Last weekend, a perfectly placed liver punch sealed the deal for Vasyl Lomanchenko as he won the WBA (Super) and The Ring lightweight titles, thus becoming the fastest fighter ever to win titles in 3 different weight classes (only 12 professional fights) shattering the previous record of 20 fights, which was held by Jeff Fenech.

His opponent, Jorge Linares (44-4, 27 KOs) was competitive throughout the fight and forced his opponent to weather the storm and survive a knockdown in round 6. This is an amazing feat as Lomachenko is a very elusive fighter. As you will see below, Linares was able to connect with several punches.

The body shot that ended the fight was just the tip of the iceberg as Vasyl targeted the body repeatedly. Body punches have an accumulative effect. As old school boxing coaches often say: “You need to consistently invest in body punches in order to collect interest in the later rounds.”

Body punching is a good way to compromise your opponent’s footwork as fighters tend to slow down when they get repeatedly hit in the body.

I am a big Lomachenko fan as he is an amazing athlete and a very technical fighter. Eastern European boxers have a unique style of boxing based on volume punching or power punching, although in my humble opinion their defense is lacking in head movement and other defensive maneuvers as practiced in North and South America and the UK.

On the other hand “Hi-Tech” is a unique fighter in that he is both aggressive and elusive at the same time and that is why I will keep analyzing his fights in this series on Bloody Elbow.

Weeks ago, in order to provide a technical breakdown of Joshua vs. Parker I struggled to get 7 interesting techniques. With this fight I started with 145, then limited the list to 58 and with great effort I was able to isolate 18 combinations for this post. This showcases how technical Lomachenko’s game really is.

Lomachenko is an exceptional athlete in possession of a diverse skillset and as you can see in the video below I would love to watch Vasyl fight in MMA:

The objective of this article is to identify striking techniques that can be used in MMA. That being said let’s start analyzing the best moves from Lomachenko vs. Linares

Jorge Linares v Vasiliy Lomachenko Photo by Al Bello/Getty Images

Lomachenko’s Footwork

Boxing coach Kenny Weldon on the definition of boxing (at the 1 min mark)

Kenny Weldon was a great boxing coach and one of my main inspirations. He passed away on April 13 at age 72 after a long battle with Parkinson’s. He is survived by his wife Faye, three children and 10 grandchildren. My definition of boxing is a modified version of Kenny’s own definition: “Boxing is the art of hitting an opponent from the furthest distance away or closing the distance to box at an advantageous angle, exposing the least amount of your body, while getting into position to punch with maximum leverage and not get hit.”

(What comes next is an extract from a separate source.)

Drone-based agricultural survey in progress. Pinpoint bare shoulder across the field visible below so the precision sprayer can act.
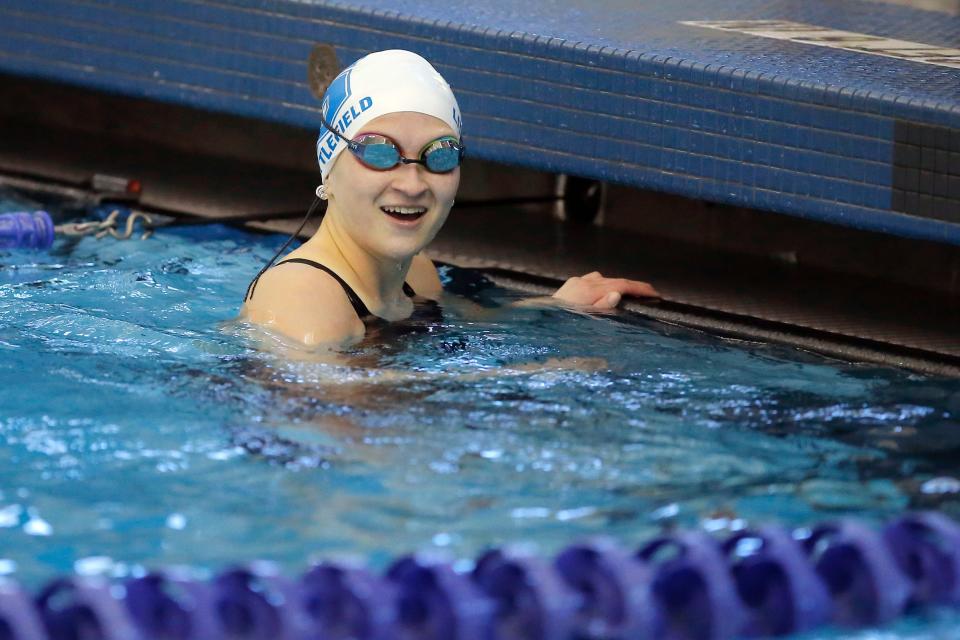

I added the phrase closing the distance to box at an advantageous angle to include different types of boxers. Here is my MMA definition. There is no modern fighter that is a greater example of the definition above than Hi-Tech Lomachenko.

Vasyl’s footwork reminds me of the “spinning top” theory in Aikido. An Aikido practitioner will establish some sort of contact with his hand blade (in this instance Loma’s rapid fire right jab), then using motion (sabaki) a fighter’s body becomes similar to a spinning top. If the fighter’s body motion is correct he always tries to to get the opponent involved in turning around his center axis. The main idea in motion is to get opponents into your spherical movement and guide them at will. (source)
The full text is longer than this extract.